Confusing writing, distribution, or meetings with learning
Often times, in post-incident analysis there will be artifacts produced, possibly some documents. There may even be some meetings during the process. The artifacts may be distributed throughout the company.
These may be helpful to the process of investigation, the artifacts can even be helpful to review. But none of them inherently cause learning to occur.
It's important to realize that simply because a meeting was held, a document created, a memo sent, that learning may or may not have occurred. You can make it easier or more effective to learn from these processes or artifacts or create a culture where learning is highly valued, but as an individual or "safety" type group, you cannot cause learning to occur in others.
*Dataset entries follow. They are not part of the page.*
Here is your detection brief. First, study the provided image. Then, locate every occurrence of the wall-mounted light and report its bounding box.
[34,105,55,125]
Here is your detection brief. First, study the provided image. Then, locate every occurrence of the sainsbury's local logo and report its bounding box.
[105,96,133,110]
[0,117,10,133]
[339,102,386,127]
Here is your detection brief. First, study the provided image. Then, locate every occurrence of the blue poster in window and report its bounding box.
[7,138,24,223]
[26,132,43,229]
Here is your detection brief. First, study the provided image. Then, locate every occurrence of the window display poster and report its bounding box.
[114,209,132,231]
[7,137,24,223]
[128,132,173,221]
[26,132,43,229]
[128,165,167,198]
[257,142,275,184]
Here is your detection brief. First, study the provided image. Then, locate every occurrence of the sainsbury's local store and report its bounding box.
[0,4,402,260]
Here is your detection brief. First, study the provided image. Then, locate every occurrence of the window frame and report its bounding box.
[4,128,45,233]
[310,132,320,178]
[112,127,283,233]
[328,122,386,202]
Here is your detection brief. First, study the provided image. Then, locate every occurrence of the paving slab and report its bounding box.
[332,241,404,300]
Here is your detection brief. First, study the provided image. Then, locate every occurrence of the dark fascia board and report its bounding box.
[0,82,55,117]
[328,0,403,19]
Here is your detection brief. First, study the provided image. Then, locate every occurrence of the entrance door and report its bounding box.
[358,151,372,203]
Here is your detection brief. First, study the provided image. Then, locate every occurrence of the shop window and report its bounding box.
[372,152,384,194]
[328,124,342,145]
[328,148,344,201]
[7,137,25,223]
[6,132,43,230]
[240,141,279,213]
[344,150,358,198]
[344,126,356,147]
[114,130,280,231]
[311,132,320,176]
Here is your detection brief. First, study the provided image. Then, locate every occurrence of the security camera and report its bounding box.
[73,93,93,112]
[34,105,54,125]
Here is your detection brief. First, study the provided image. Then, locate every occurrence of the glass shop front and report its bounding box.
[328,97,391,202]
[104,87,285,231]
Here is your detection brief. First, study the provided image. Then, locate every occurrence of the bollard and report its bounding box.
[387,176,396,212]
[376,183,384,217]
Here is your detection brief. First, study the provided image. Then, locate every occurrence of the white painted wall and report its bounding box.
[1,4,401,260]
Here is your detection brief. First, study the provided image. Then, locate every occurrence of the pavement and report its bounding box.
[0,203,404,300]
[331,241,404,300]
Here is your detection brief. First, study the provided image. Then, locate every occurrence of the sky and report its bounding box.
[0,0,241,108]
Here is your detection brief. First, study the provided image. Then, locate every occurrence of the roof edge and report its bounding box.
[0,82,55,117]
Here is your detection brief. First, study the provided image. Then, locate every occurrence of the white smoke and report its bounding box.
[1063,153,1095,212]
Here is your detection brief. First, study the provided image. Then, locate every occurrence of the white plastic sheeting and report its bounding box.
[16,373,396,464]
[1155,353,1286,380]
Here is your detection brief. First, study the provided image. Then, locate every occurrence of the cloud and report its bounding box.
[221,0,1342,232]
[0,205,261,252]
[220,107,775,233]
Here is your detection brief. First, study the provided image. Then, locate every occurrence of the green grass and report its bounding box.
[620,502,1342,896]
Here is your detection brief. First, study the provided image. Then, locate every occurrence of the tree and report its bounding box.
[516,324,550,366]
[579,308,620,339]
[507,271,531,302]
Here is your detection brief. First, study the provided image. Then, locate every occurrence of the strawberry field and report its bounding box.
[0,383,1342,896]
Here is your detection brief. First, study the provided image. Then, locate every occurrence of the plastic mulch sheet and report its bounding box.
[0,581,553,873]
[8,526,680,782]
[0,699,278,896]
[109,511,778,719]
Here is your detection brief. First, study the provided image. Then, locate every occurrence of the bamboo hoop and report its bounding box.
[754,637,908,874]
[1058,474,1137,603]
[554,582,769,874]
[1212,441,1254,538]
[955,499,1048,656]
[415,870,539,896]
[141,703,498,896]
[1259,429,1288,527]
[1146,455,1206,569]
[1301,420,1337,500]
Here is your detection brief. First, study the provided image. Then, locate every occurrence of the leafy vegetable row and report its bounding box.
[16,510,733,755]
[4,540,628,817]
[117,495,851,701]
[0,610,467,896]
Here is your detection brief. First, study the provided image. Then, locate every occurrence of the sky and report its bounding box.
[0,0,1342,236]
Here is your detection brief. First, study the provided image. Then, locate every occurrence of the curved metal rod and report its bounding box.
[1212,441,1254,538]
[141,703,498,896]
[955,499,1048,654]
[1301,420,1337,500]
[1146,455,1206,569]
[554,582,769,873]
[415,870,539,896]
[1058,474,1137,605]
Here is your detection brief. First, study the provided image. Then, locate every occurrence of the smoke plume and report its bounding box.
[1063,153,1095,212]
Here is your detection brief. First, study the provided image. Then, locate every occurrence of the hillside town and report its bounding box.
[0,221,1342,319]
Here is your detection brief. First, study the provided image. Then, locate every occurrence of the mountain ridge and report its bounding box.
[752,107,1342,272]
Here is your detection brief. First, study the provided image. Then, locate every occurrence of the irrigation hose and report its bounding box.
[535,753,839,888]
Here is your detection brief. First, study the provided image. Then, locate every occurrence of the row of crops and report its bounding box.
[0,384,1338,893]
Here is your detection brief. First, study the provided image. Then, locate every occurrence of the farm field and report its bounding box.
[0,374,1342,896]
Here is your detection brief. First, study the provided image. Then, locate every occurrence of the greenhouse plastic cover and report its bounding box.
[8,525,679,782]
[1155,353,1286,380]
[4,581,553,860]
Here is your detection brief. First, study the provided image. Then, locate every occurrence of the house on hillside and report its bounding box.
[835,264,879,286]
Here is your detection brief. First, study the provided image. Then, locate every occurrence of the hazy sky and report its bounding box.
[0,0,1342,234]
When I was in emergency medicine, I learned this firsthand. For one particular ambulance company I would often write reports as a result of my work, but the only people that I knew of that would read them was the "quality" department. If I wrote it in some way they didn't like I'd end up with a meeting often called "chart review" or "report review."
This process has a lot of the characteristics of what software teams often do in hopes of learning. There would be an incident, I would write a report about it, perhaps a meeting would get scheduled, but it's pretty clear that no substantial learning occurred or was disseminated. That is, unless you count me learning how to write reports to suit a particular audience or learning how much I dislike those meetings.
If you've used this process before, you've likely seen similar results, people may become suspicious of the value of meetings and processes that look similar and understandably so. In my experience, a way to help in this situation (and a good idea in general), is to focus on conversations. Talk to individuals about what they experienced. You'll almost certainly learn from it.
As a first step, you can stop there. As people get used to asking questions and having conversations you can begin to write up some of it if you want a longer lasting method of distribution. I'd caution though to not expect anywhere near the same level of information or insight gained from the writeup than from conversations. If someone reads it later they may be lacking the context and background to understand how and why things were so confusing and hard to see in the moment.
This is ultimately where most of my learning from incidents came from in medicine and rescue settings, storytelling. Getting others to tell me their stories helped me begin to absorb some of their hard won lessons.
As you may have gleaned by now, learning from incidents is hard work. It is not something that happens passively, and the processes by which it occurs and the hazards that can prevent it, just like our systems, are complex as well.
Fortunately, there are things we can do to help make substantial learning more likely, to create an environment where it is more likely to occur, both in ourselves and in our organizations. We can seek similarities to combat distancing through differencing. We can become preoccupied with failure to help prevent overconfidence. We can look at the good things along with the bad. We can consider multiple factors instead of seeking a single cause. We can reduce the pressure to produce a report by a certain time. Finally, we can change our view on what level of incident we focus on, seeking broader patterns and lessons.